We would like to leverage the Eclipse community to reach more potential users and increase the awareness of Hawk as a solution to a common problem in the modeling community, and to benefit from a more formal governance model for the long term sustainability of the project. We would also benefit from the legal stewardship of the Eclipse Legal team, especially with regards to the integration of newer backends, which tend to have their own unique licensing challenges. We believe that by having this stewardship, we will make it simpler for companies to integrate the technology behind Hawk by having the legal issues cleared in advance.
The current version of Hawk is licensed under EPL 2.0 with the GPLv3 as Secondary License to allow compatibility with Neo4j, which is licensed under the GPLv3. We will not distribute the Neo4j backend from Eclipse, and we will do that from a separate website. The Eclipse distributions will include the EPL-friendly OrientDB- and Greycat-based backends instead, which are drop-in replacements for it. OrientDB and Greycat are licensed under the Apache License 2.0.
Previous versions of Hawk included an IFC building information model parser plug-in, which was based on Affero GPLv3 libraries from the OpenBIMserver project. We have extracted these components to a separate repository, where they would live outside of Eclipse, for users that adopted Hawk under the secondary GPLv3 license. If there is enough demand for IFC parsing in the EPL-based version, we may consider a reimplementation with a new parser under the EPL.
The initial contribution is already available, and builds are also ready to be tested. For the general scheduling of the project, we intend to release a new version roughly every year, integrating the latest developments in our research. We have already released versions 1.0, 1.1 and 1.1.1 in this manner by using the GitHub "Releases" functionality. These versions have focused on stability and performance, especially from the less mature OrientDB backend.
Regarding functionality, our main areas of activity at the moment are:
- Full history indexing: we want Hawk to index the full history of the models rather than only the latest version. For that end, we have recently added a Greycat backend. Greycat implements a many-worlds temporal graph, which should make it possible to have this full history after further improvements on the current indexing components.
- Revamped UI: the current UI is serviceable, but it is not component-based. It is not possible to use plug-ins to expand its capabilities, which hurts usability in places (e.g. the UI is the same whether we want to index a local folder or a remote SVN repository).

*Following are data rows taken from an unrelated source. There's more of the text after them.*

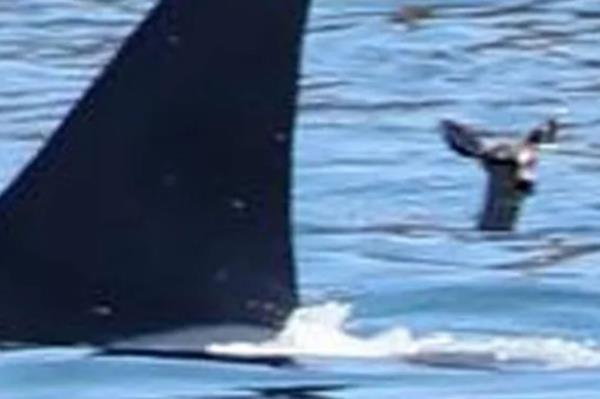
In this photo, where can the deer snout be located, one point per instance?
(526, 169)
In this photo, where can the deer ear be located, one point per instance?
(543, 134)
(462, 139)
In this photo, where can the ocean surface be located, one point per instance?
(402, 297)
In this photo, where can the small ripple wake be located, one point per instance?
(320, 331)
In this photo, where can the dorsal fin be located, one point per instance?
(163, 198)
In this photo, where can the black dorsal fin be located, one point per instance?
(163, 199)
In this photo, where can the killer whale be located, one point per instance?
(162, 201)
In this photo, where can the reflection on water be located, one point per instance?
(384, 212)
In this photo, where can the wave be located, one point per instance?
(320, 331)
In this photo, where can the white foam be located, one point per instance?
(320, 331)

- Clustering: Hawk has support for the multi-master mode of OrientDB, but in general it cannot respond to queries while it is updating, and it cannot distribute indexing work between multiple machines. In the medium-to-long-term, we want to expand the horizontal scalability of Hawk by adding coordination capabilities between multiple Hawk servers. Within a Hawk cluster, at least one node will always be available to answer queries, while the others may be indexing the latest version of the model.
- Revamped storage: preferences for Hawk indexes are currently scattered over the Eclipse preferences store and multiple XML files. We intend to introduce a simple DSL for describing the configuration of a Hawk index, in a way that is friendly when using Hawk from inside and from outside the Eclipse IDE.
- Further improvements in the usability, performance and stability of existing backends, model support plug-ins and model location plug-ins.
We intend to participate in academic and industrial events to promote participation in our project, running tutorials in relevant conferences and demo'ing Hawk at various industrial events throughout the world.